Two of the most enthusiastic (and entertaining) feeders I ever dealt with were a pair of loggerhead turtles at an aquarium where I volunteered. The brothers, the size of a soup plate each, would lunge towards the water's surface when they'd see me, beating their flippers frantically and pushing each other out of the way as I offered pieces of fish impaled on the end of a fork.
So, a small number of those endangered turtles - small in overall number, large compared to the number of other turtles that actually survive the day - are removed from the beach and taken into captivity. They are reared to a certain size - at least until they are too big for most predators to tackle - and then released. Essentially, it's allowing these animals to skip the part of life when most of them tend to, well, die, and then reenter the population with a better chance of becoming breeding adults. It's called headstarting.

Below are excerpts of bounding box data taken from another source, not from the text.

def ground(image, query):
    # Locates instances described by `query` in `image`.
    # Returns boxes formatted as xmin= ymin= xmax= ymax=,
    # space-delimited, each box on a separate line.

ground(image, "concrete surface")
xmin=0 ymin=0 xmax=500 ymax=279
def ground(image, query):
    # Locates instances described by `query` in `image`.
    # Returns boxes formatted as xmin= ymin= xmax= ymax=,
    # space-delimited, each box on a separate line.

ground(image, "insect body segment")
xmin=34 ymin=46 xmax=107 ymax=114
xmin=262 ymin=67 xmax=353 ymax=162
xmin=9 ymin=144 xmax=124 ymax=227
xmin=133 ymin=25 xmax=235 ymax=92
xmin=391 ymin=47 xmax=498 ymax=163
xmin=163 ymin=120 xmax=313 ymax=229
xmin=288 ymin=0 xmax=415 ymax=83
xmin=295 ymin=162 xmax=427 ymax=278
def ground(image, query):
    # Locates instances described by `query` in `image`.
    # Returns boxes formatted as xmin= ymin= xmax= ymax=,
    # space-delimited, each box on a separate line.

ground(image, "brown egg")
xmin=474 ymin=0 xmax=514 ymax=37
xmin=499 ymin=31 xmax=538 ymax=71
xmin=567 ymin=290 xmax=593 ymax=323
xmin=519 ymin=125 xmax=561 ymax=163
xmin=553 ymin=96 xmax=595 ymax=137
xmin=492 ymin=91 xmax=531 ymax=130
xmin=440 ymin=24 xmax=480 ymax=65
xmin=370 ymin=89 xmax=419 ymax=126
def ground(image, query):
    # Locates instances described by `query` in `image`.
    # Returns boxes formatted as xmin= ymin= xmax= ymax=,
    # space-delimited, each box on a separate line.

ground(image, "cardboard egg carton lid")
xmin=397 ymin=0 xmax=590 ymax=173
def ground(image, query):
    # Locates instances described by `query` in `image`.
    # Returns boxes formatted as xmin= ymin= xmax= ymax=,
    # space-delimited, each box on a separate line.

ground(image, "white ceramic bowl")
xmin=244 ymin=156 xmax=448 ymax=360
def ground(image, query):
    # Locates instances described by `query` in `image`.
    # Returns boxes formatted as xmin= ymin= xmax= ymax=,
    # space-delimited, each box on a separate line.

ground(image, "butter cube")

Headstarting allows scientists and conservationists to manipulate a population so that more members escape the vulnerable phase and are able to reproduce. It's similar to captive breeding for reintroduction, but differs in that the only members of the population that are ever in captivity are the young ones - the adults are left loose to breed. This works well for species that might prove difficult to breed in captivity, such as ones with very specific environmental requirements, or with food requirements that are too difficult to replicate in a zoo. Or, say, large marine turtles.
The downside of headstarting, however, is that it only works on a select group of animals. Specifically, it works with animals that don't require much in the way of parental care. Fish and invertebrates, reptiles and amphibians all fit that bill, and all require very little learning to survive. A baby Komodo dragon or a newly hatched Chinese alligator are all born hunters, ready to fend for themselves once they hatch. It's not too difficult to see, then, how a reptile egg, hatched in a zoo, could then be turned loose and able to survive.
Mammals and birds, in contrast, are not born so ready-to-go. They require a mother, sometimes a father, sometimes even siblings or an extended family group, to teach them how to survive - how to hunt, how to feed, how to avoid danger. A whooping crane chick needs someone to teach it how to migrate. A thick-billed parrot chick needs to learn how to open pine cones. A mandrill needs to learn how to navigate the complex social structure of a primate.
I moved on from the aquarium before the turtles had reached the point at which they would have been deemed ready for release. Once they were sent out, more young turtles would be brought in to be raised in their place. I like to think that they were released and are swimming out in the sea, along with the very few of their brothers and sisters that survived the carnage of their birthday. Maybe, someday they'll have their own offspring, which will spend some time in a tank before returning to the ocean.